By Modupe Gbadeyanka

A strategic partnership designed to accelerate worldwide enterprise adoption and monetisation of Network APIs has been entered into between Comviva and the global aggregator of standardised network APIs, Aduna.

The adoption would be done through Comviva’s flagship SaaS-based platform for programmable communications and network intelligence, NGAGE.ai.

The partnership combines Comviva’s NGAGE.ai platform and enterprise onboarding expertise with Aduna’s global operator consortium.

This unified approach provides enterprises with secure, scalable access to network intelligence while enabling telcos to monetise network capabilities efficiently.

The collaboration is further strengthened by Comviva’s proven leadership in the global digital payments and digital lending ecosystem— sectors that will be among the biggest adopters of Network APIs.

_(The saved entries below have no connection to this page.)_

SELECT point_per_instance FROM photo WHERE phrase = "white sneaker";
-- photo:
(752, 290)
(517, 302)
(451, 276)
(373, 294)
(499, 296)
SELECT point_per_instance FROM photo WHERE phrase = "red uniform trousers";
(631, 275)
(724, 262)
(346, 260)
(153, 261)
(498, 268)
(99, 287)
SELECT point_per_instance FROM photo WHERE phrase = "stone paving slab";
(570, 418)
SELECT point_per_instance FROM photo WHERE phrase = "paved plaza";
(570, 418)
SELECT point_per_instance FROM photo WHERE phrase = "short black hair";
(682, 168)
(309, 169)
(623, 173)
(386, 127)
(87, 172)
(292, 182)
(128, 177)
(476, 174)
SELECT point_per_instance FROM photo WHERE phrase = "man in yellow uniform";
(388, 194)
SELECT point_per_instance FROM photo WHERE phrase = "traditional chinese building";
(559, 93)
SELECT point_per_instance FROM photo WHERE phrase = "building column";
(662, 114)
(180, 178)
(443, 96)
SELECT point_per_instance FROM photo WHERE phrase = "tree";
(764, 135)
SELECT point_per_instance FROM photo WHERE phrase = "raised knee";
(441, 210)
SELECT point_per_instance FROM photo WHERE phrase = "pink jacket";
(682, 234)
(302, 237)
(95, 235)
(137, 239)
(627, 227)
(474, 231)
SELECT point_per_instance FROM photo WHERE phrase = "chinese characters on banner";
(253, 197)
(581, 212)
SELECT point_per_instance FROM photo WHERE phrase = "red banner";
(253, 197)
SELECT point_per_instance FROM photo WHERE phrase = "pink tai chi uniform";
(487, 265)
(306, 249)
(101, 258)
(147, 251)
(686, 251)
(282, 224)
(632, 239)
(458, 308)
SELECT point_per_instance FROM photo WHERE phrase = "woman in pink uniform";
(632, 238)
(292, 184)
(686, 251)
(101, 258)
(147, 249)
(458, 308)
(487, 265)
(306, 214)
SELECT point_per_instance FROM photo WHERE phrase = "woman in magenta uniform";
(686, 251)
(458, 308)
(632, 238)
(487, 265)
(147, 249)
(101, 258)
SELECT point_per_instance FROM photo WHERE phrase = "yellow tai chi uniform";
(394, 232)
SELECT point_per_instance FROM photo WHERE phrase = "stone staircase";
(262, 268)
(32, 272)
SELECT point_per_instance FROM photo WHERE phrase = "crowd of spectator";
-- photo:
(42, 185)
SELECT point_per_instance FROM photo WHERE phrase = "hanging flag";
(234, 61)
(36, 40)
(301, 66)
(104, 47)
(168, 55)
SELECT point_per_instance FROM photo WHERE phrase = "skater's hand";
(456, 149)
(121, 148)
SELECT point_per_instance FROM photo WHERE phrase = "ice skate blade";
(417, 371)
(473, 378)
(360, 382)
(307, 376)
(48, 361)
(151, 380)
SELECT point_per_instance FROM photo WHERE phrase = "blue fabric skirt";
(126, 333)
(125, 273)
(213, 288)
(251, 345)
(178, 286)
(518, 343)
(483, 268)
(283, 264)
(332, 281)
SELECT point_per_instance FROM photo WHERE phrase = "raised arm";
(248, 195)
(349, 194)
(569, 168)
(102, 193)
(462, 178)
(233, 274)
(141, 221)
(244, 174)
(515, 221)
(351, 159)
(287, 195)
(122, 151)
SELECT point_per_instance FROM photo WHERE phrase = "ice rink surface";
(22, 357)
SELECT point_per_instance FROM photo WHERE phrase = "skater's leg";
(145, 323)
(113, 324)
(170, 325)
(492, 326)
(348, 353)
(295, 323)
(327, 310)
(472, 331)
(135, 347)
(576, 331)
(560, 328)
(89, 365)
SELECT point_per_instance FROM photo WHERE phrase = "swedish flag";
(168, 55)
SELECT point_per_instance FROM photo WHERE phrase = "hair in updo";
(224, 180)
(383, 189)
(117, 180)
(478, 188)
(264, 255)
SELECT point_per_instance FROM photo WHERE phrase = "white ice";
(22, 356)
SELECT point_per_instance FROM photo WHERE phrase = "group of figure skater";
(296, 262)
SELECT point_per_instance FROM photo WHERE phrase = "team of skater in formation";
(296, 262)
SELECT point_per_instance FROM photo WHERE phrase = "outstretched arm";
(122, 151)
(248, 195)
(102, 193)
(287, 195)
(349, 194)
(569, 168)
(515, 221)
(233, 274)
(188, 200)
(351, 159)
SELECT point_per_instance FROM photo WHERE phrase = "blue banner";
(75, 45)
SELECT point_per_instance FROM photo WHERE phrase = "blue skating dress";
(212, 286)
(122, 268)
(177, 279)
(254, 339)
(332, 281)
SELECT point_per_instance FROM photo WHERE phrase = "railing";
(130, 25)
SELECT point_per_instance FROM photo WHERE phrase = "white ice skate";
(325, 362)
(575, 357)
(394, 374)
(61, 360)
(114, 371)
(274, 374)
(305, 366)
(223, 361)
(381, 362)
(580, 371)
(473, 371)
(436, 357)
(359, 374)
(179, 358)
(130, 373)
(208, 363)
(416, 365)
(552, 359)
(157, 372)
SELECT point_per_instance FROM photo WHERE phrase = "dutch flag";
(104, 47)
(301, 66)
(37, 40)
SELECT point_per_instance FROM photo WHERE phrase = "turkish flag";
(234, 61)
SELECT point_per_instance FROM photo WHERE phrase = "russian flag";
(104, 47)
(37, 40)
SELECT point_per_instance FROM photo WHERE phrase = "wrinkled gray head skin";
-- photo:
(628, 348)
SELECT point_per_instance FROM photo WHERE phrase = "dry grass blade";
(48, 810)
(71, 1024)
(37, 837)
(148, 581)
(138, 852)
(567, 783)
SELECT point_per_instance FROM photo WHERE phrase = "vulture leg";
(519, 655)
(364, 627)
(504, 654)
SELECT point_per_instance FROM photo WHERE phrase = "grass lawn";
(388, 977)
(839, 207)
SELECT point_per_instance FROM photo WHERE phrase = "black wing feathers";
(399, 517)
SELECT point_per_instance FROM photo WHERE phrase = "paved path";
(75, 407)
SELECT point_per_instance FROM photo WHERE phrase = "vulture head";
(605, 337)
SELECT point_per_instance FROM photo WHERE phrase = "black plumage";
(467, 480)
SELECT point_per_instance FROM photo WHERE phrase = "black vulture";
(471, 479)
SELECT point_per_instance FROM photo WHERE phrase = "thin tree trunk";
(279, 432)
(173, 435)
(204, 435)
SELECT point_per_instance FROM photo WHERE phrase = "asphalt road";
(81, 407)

The NGAGE.ai platform is already active across 40+ countries, integrated with 100+ operators, and processing over 250 billion transactions annually for more than 7,000 enterprise customers. With its extensive global deployment, NGAGE.ai is positioned as one of the most scalable and trusted platforms for API-led network intelligence adoption.

“As enterprises accelerate their shift toward real-time, intelligence-driven operations, Network APIs will become foundational to digital transformation. With NGAGE.ai and Aduna’s global ecosystem, we are creating a unified and scalable pathway for enterprises to adopt programmable communications at speed and at scale.

“This partnership strengthens our commitment to helping telcos monetise network intelligence while enabling enterprises to build differentiated, secure, and future-ready digital experiences,” the chief executive of Comviva, Mr Rajesh Chandiramani, stated.

Also, the chief executive of Aduna, Mr Anthony Bartolo, noted that, “The next wave of enterprise innovation will be powered by seamless access to network intelligence.

“By integrating Comviva’s NGAGE.ai platform with Aduna’s global federation of operators, we are enabling enterprises to innovate consistently across markets with standardised, high-performance Network APIs.

“This collaboration enhances the value chain for operators and gives enterprises the confidence and agility needed to launch new services, reduce fraud, and deliver more trustworthy customer experiences worldwide.”